Here’s a snapshot of the active configuration:

[Global]
Name = irc.alpine4071
Info = RAM-only IRC Server
Listen = 0.0.0.0
Ports = 6667
MotdPhrase = "Welcome to our RAM-only IRC server!"
AdminInfo1 = IRC Server
AdminInfo2 = Anywhere On Earth
AdminEMail = admin@irc.alpine4071

[SSL]
CertFile = /home/joren/certs/fullchain1.pem
KeyFile = /home/joren/certs/privkey1.pem
Ports = 6697, 6698

Authentication and moderation are handled via the [Operator] block, and all users are dropped into a predefined channel:

[Channel]
Name = #General
Topic = General Channel
Autojoin = yes

Why ngIRCd?

  • It works well on memory-constrained systems.
  • It doesn’t require database backends or scripting engines.
  • It supports modern essentials like TLS, cloaking, and structured limits.
  • It’s simple to secure and configure, even when exposed to the open internet.

This makes ngIRCd a perfect fit for remote support, small private networks, or just having your own IRC node to tinker with, without touching a gigabyte of storage.

You can connect today via:

irc://alpine-4071.duckdns.org:6667   (plaintext)
ircs://alpine-4071.duckdns.org:6697  (TLS)

Making It Stick: LBU

To persist changes in a stateless system, I use Alpine’s lbu:

lbu include /etc/blocky/config.yml
lbu include /etc/ngircd/ngircd.conf
lbu commit -d

This updates the overlay that Alpine loads at each boot.

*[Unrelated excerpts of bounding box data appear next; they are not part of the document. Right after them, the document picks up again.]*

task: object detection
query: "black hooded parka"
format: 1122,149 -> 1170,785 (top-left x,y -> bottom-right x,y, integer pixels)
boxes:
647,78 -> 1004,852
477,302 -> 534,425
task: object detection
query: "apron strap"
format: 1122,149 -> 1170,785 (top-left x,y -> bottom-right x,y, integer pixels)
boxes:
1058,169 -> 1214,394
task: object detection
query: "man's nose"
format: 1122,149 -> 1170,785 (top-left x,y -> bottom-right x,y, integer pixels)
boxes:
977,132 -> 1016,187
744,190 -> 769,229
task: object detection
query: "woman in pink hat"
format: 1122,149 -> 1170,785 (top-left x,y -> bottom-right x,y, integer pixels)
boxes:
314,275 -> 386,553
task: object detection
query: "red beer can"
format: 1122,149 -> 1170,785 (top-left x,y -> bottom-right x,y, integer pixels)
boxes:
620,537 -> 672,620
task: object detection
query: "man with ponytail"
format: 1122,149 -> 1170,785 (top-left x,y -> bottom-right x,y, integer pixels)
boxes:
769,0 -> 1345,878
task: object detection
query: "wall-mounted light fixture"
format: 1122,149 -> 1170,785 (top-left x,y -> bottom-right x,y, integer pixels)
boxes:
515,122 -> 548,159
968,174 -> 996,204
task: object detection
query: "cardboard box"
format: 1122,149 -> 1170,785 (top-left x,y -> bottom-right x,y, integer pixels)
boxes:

All runtime data stays in RAM.


Runlevel Integration

All services are enabled through OpenRC:

rc-update add blocky default
rc-update add wg-quick default
rc-update add ngircd default
rc-update add iptables default

Boot time is under 10 seconds, with full network stack active by the time DHCP finishes.


Final Thoughts

Alpine’s diskless approach is perfect for resilient, low-maintenance edge systems. Combined with fast tools like Blocky and WireGuard, even minimal hardware becomes a capable, efficient network node, quietly resolving DNS, filtering traffic, handling VPN access, and hosting IRC.